DeKalb County v. Wideman

416 S.E.2d 498 | Ga. | 1992

262 Ga. 210 (1992)
416 S.E.2d 498

DeKALB COUNTY et al.
v.
WIDEMAN.

S91G1508.

Supreme Court of Georgia.

Decided May 21, 1992.

Greene, Buckley, Jones & McQueen, John D. Jones, J. Russell Phillips, for appellants.

Webb, Carlock, Copeland, Semler & Stair, Wade K. Copeland, *212 Wayne D. McGrew III, Davis & Sissel, Kenneth M. Sissel, for appellee.

HUNT, Justice.

We granted the petition for writ of certiorari to the Court of Appeals in Wideman v. DeKalb County, 200 Ga. App. 624 (409 SE2d 537) (1991), to determine whether the trial court properly excluded evidence relating to the miscarriage and death of Mrs. Wideman's baby in her suit for negligence, intentional infliction of emotional distress, and false imprisonment. We hold the trial court correctly followed Ob-Gyn Assoc. v. Littleton, 259 Ga. 663 (386 SE2d 146) (1989), in excluding that evidence, and so reverse the Court of Appeals which held to the contrary.

The facts, many of which are in dispute, are more fully set out in the Court of Appeals opinion. Essentially, Mrs. Wideman claims damages as a result of the conduct of county emergency medical technicians who responded to her call for an ambulance. The EMTs initially took Mrs. Wideman, who was 19 weeks pregnant and experiencing signs of premature labor, to Shallowford Hospital, which was closer than Piedmont Hospital where she had requested she be taken.
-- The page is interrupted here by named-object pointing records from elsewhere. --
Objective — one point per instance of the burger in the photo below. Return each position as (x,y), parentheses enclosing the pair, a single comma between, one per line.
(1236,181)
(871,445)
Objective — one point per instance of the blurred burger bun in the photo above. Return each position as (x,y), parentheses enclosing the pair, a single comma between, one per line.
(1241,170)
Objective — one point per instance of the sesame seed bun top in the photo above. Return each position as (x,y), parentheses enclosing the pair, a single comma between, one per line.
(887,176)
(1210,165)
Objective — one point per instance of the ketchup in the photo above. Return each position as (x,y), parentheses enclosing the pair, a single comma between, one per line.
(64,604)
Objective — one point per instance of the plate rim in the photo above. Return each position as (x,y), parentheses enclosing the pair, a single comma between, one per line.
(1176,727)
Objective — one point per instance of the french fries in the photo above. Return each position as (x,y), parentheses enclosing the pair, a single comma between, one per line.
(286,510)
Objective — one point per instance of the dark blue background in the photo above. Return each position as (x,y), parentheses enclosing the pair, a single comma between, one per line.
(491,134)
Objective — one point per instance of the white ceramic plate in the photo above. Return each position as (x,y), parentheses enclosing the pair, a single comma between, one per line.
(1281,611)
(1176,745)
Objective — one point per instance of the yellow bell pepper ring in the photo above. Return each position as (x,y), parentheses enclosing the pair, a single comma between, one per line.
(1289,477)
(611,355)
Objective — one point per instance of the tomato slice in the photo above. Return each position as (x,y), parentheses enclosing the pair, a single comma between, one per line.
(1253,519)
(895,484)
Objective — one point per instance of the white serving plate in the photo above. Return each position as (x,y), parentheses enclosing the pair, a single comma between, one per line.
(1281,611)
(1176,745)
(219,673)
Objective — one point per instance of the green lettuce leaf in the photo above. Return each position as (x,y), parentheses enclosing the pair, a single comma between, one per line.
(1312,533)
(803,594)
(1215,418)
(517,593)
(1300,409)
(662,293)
After the emergency room physician on duty examined Mrs. Wideman, the EMTs took her on to Piedmont Hospital, where she suffered a miscarriage. Mrs. Wideman claimed the EMTs took her to Shallowford Hospital against her will, that there was no emergency justifying their refusal to take her to Piedmont Hospital right away, and that the EMTs were uncaring and unfeeling toward her during the ambulance ride.

The trial court excluded evidence regarding the death of the baby. Mrs. Wideman

made an offer of proof showing that she had a miscarriage, that the baby lived for four hours, that she saw the baby, that there was a medical possibility that the delivery could have been prevented had she arrived at Piedmont earlier, and that these events exacerbated her emotional distress.

200 Ga. App. at 629-630. She argued the evidence was admissible to establish the relevant sequence of events, and to show that she suffered *211 emotional distress as a result of her extreme frustration at being delayed by the defendants and the consequent loss of the possibility that the baby could have been saved.

Mrs. Wideman's wrongful death claim was eliminated from the case due to governmental immunity. For that reason and because our decision in Littleton, supra, precluded any claim by Mrs. Wideman for her emotional distress based on the alleged wrongful death, the trial court held that evidence of her miscarriage and the baby's death was irrelevant, potentially confusing, and, therefore, inadmissible. The Court of Appeals reversed, holding the evidence was relevant because Mrs. Wideman claimed her emotional distress following the miscarriage and the baby's death resulted from the defendant's actions directed against her, not from any tortious acts against the baby.

Littleton involved a claim by the mother for her own emotional distress resulting from the death of her child, who was delivered, but later died, allegedly due to medical negligence. As noted by the Court of Appeals, in Littleton, we held the mother could not recover for her mental distress over the suffering and death of the baby, 259 Ga. at 667-668, although she could claim damages for emotional distress resulting from either negligent conduct causing a personal injury to her,[1] or malicious or wilfully tortious conduct directed against her. We agree with the trial court that the proffered evidence pertains to a claim for wrongful death, and is not admissible on Mrs. Wideman's claim for emotional distress. Nor should this evidence be admitted to show the sequence of events that transpired. Even assuming relevance under the broad standards defining that term, the evidence is far too prejudicial for the cautionary instruction suggested by the Court of Appeals — that the jury not consider any emotional distress resulting from the baby's death — to be effective.

Accordingly, Division 3 of the Court of Appeals opinion is reversed. We do not consider the remaining divisions, which, therefore, are unaffected by this opinion.

Judgment affirmed in part, reversed in part. All the Justices concur.

NOTES

[1] There is no indication that this element is present here. Compare Littleton at 668.